Sales supervisors are also represented across all income brackets. This job title is so broad that there are sales supervisors who make as little as $12,000 or as much as six figures a year. As you can see, job titles and descriptions have a huge impact on candidate expectations. Income inequality is also something to consider and be aware of. In the last 40 years, income grew by only 9 percent for households in the 60th percentile, while growing a significant 36 percent for those in the 95th percentile.

Putting it into Practice

What does this all mean to HR professionals? The salary-to-profession ratio is important to keep in mind so that you can offer competitive salaries that fit within expectations for given profession or level of education and experience. And knowing where the job you’re trying to fill fits within the labor market can help you better develop your job titles and descriptions, as well as compensation.
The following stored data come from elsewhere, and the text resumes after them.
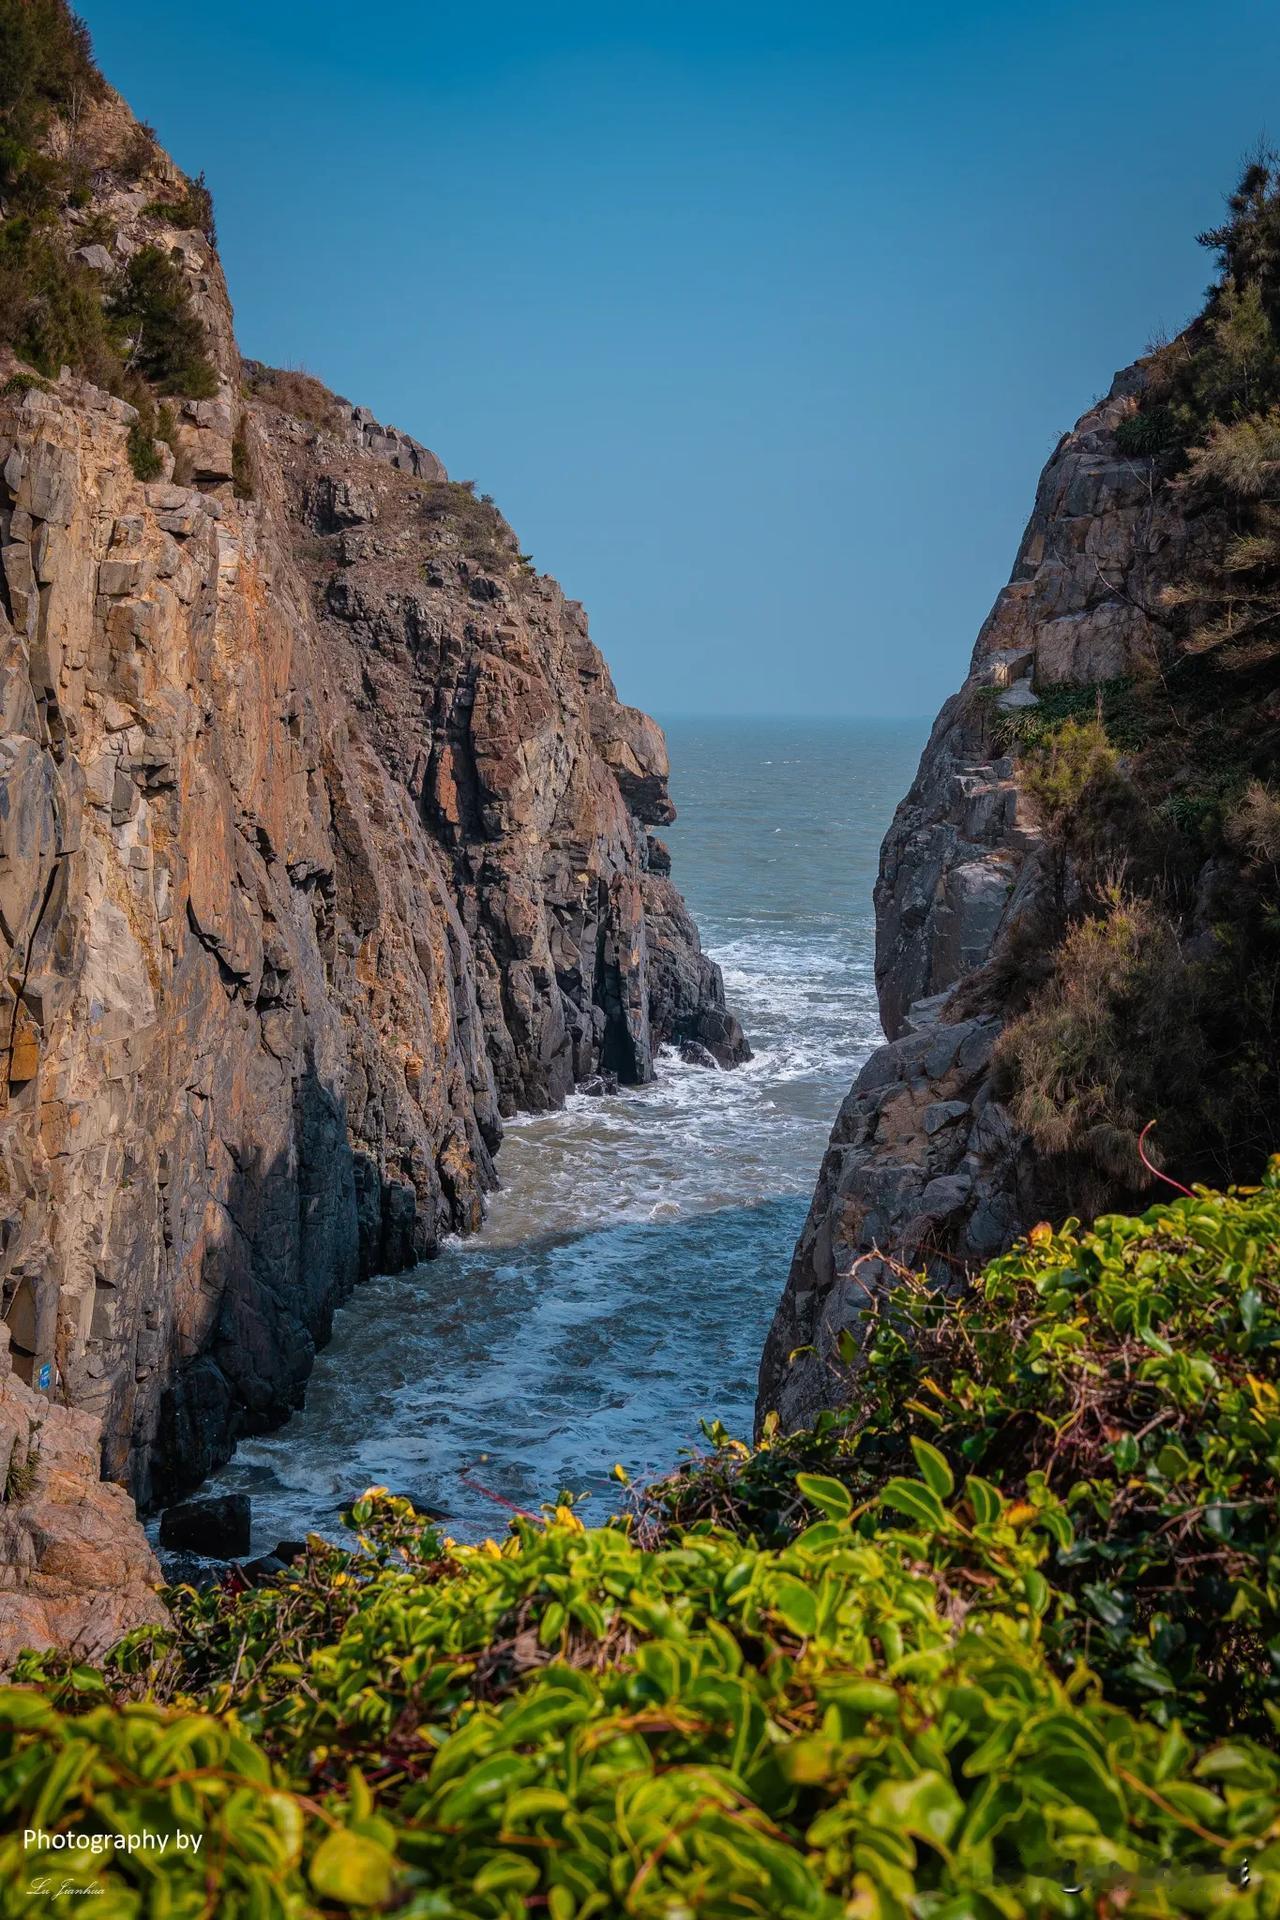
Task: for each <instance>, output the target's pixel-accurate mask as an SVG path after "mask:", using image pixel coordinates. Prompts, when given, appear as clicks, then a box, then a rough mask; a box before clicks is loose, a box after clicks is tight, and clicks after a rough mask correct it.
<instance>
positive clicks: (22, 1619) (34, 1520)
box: [0, 1321, 167, 1674]
mask: <svg viewBox="0 0 1280 1920" xmlns="http://www.w3.org/2000/svg"><path fill="white" fill-rule="evenodd" d="M98 1440H100V1423H98V1421H96V1419H94V1415H92V1413H83V1411H75V1409H71V1407H61V1405H58V1404H54V1402H50V1400H48V1398H46V1396H44V1394H36V1392H33V1390H31V1388H29V1386H27V1384H25V1382H23V1380H19V1379H17V1375H15V1373H13V1371H12V1359H10V1334H8V1327H6V1325H4V1323H2V1321H0V1674H2V1672H8V1668H10V1667H12V1665H13V1661H15V1657H17V1655H19V1653H21V1651H23V1647H36V1649H44V1647H63V1649H67V1651H71V1653H77V1655H81V1657H83V1659H94V1657H96V1655H100V1653H106V1649H107V1647H111V1645H113V1644H115V1642H117V1640H119V1638H121V1634H127V1632H129V1630H130V1628H134V1626H144V1624H146V1622H157V1624H159V1622H163V1620H165V1619H167V1615H165V1609H163V1605H161V1601H159V1596H157V1592H155V1588H157V1586H159V1565H157V1561H155V1555H154V1553H152V1549H150V1546H148V1538H146V1534H144V1532H142V1528H140V1524H138V1519H136V1515H134V1505H132V1500H130V1498H129V1494H127V1492H125V1488H123V1486H113V1484H111V1482H109V1480H100V1478H98Z"/></svg>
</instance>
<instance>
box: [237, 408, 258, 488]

What other considerations do you think are important for HR managers and recruiters to keep in mind when looking at income breakdowns in the labor market?

Adina Miron

3 Comments

  • Avatar Susan Devers says:

    I really liked the idea that you outlined in this article. Knowing where a specific job fits within the labor market is the first consideration when creating both job descriptions and compensation strategy. Maybe not all employees are driven by financial compensation, but in the long term, no other benefit can compete with that type of motivation.

  • Avatar Jack Cleary says:

    The demographic composition of the labor market is changing continuously, and the motivation and expectations of job candidates are evolving too. It is essential for HR professionals to understand what motivates workers. Do they want compensation, prestige, or autonomy at work? Sometimes financial compensation is not the stronger reason for wanting a particular job, so HR professionals should adapt their strategies in order to motivate workers that are not just driven by money.

  • Avatar Alan Fill says:

    A competitor that offers better pay or benefits can affect the way your company recruits. Sometimes you can keep up with the financial compensation that your competitor offers, but you should also consider your company’s strengths, such as a friendly work environment, job satisfaction, job security, opportunities for promotion, or a flexible schedule. When you do this, you’ll notice that some potential candidates appreciate their quality of life more than the biggest salary.